The weighted fair-share gives each tenant a guaranteed share under contention. When the queue is unbalanced (tenant A has many jobs, tenant B has none), tenant A gets all the capacity it can use; when both compete, they get their proportional share.

Key Takeaways

  • FIFO is fair-by-arrival but vulnerable to convoy effects and priority blindness. It's the right tool only for genuinely homogeneous workloads with no priority differentiation.
  • Priority scheduling lets high-priority work preempt routine work, at the cost of starvation risk for low-priority work. Priority aging is the standard defense against starvation; priority inheritance is the defense against priority inversion.
  • Fair-share scheduling allocates resources by tenant proportion rather than per-job FIFO. Weighted variants give each tenant a guaranteed share that scales with the weight; unused capacity flows to other tenants on demand.
  • Earliest Deadline First is optimal for hard real-time on a single processor but degrades badly under overload. Combine with priority classes for mixed-criticality workloads; add admission control to prevent the cascade-miss failure mode.
  • When workloads are genuinely different, multiple schedulers are simpler and more operable than one universal scheduler. Partition by workload class and accept some inefficiency at the boundaries.
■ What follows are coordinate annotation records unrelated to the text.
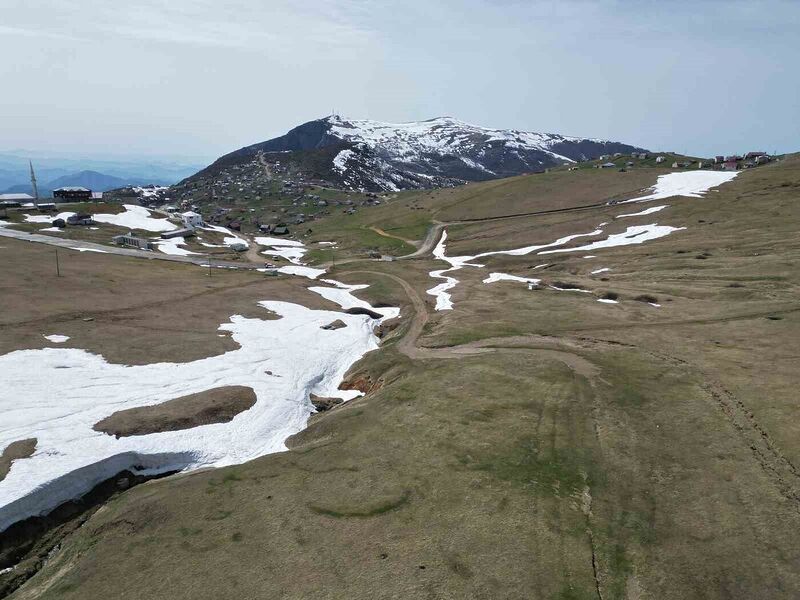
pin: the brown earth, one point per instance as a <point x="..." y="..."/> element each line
<point x="217" y="405"/>
<point x="15" y="451"/>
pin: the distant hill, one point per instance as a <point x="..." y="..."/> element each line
<point x="15" y="172"/>
<point x="375" y="156"/>
<point x="98" y="182"/>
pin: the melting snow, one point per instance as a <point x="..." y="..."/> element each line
<point x="230" y="239"/>
<point x="646" y="211"/>
<point x="309" y="272"/>
<point x="136" y="217"/>
<point x="493" y="277"/>
<point x="685" y="183"/>
<point x="632" y="235"/>
<point x="172" y="247"/>
<point x="71" y="457"/>
<point x="341" y="159"/>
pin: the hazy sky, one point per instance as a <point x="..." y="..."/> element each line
<point x="203" y="77"/>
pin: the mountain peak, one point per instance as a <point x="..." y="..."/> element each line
<point x="375" y="155"/>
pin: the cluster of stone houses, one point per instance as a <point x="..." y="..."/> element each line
<point x="735" y="162"/>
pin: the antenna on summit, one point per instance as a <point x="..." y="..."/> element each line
<point x="34" y="186"/>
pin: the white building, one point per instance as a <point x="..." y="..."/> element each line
<point x="192" y="220"/>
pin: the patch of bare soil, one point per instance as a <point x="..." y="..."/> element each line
<point x="15" y="451"/>
<point x="28" y="545"/>
<point x="359" y="310"/>
<point x="322" y="404"/>
<point x="218" y="405"/>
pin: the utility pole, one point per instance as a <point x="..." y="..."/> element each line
<point x="34" y="186"/>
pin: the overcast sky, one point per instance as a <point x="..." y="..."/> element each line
<point x="203" y="77"/>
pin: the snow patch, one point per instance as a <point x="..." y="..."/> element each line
<point x="71" y="457"/>
<point x="646" y="211"/>
<point x="136" y="217"/>
<point x="693" y="184"/>
<point x="632" y="235"/>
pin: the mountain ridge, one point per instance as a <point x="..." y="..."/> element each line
<point x="367" y="155"/>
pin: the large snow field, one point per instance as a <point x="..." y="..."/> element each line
<point x="56" y="395"/>
<point x="693" y="184"/>
<point x="136" y="217"/>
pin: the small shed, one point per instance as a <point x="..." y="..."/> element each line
<point x="80" y="219"/>
<point x="131" y="241"/>
<point x="168" y="235"/>
<point x="191" y="219"/>
<point x="12" y="200"/>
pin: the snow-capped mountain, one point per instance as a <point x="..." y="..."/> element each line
<point x="372" y="155"/>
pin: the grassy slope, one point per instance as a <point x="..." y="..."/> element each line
<point x="643" y="452"/>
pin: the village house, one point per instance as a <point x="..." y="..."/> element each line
<point x="14" y="200"/>
<point x="80" y="219"/>
<point x="167" y="235"/>
<point x="131" y="241"/>
<point x="72" y="194"/>
<point x="191" y="219"/>
<point x="730" y="165"/>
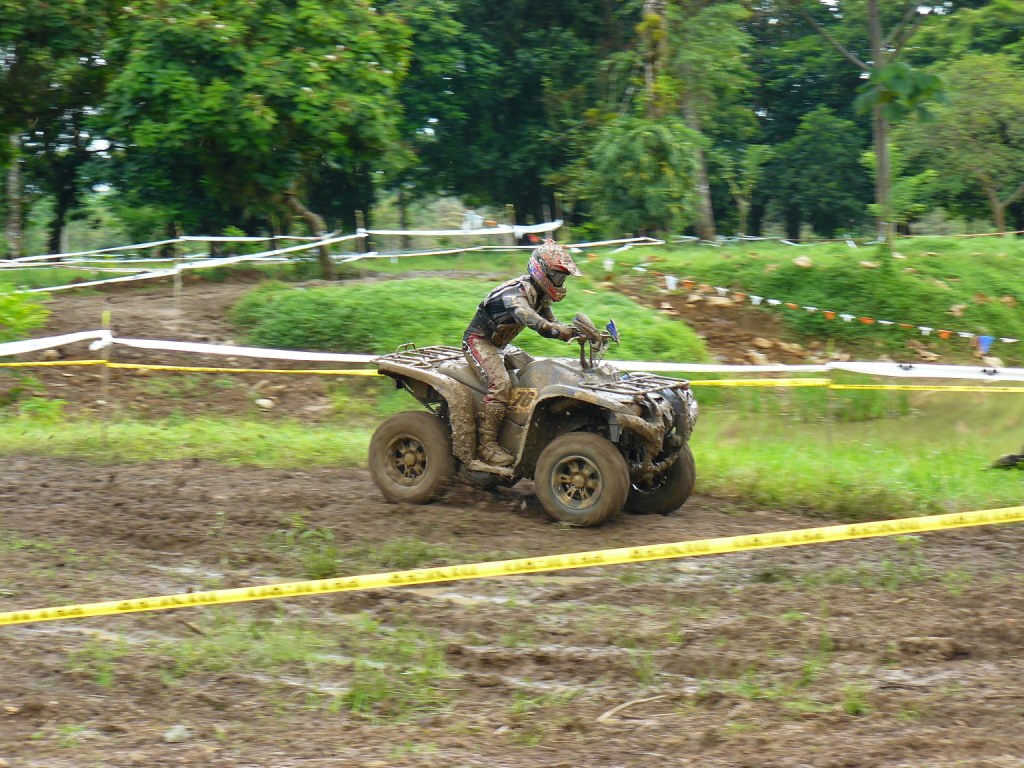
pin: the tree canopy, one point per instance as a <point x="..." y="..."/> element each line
<point x="698" y="117"/>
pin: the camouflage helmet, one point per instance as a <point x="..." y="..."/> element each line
<point x="549" y="265"/>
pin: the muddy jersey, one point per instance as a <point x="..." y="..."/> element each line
<point x="509" y="308"/>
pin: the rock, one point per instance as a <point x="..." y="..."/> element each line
<point x="177" y="733"/>
<point x="718" y="301"/>
<point x="935" y="647"/>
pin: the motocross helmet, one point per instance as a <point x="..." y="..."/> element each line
<point x="549" y="266"/>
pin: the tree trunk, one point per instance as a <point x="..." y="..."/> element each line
<point x="317" y="227"/>
<point x="742" y="211"/>
<point x="60" y="209"/>
<point x="407" y="243"/>
<point x="880" y="130"/>
<point x="706" y="215"/>
<point x="793" y="223"/>
<point x="883" y="176"/>
<point x="12" y="227"/>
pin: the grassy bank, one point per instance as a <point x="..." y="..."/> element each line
<point x="923" y="463"/>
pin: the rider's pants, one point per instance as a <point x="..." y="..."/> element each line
<point x="491" y="364"/>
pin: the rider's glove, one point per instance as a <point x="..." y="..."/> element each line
<point x="557" y="331"/>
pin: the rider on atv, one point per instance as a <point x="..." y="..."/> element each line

Source note: This lesson synthesizes from training knowledge plus the canonical scheduling references. Liu & Layland, "Scheduling Algorithms for Multiprogramming in a Hard-Real-Time Environment" (Journal of the ACM, 1973) is the EDF original. Multi-level feedback queue traces to Corbató et al.'s CTSS work in the 1960s. Fair-share scheduling at scale traces through the Hadoop Fair Scheduler and the Linux Completely Fair Scheduler. DDIA does not treat scheduling directly; this content is synthesized and should be cross-checked against an operating systems text (Tanenbaum, Modern Operating Systems) or a scheduler-specific reference. Foundations of Scalable Systems was unavailable; the operational guidance here would normally cite that text.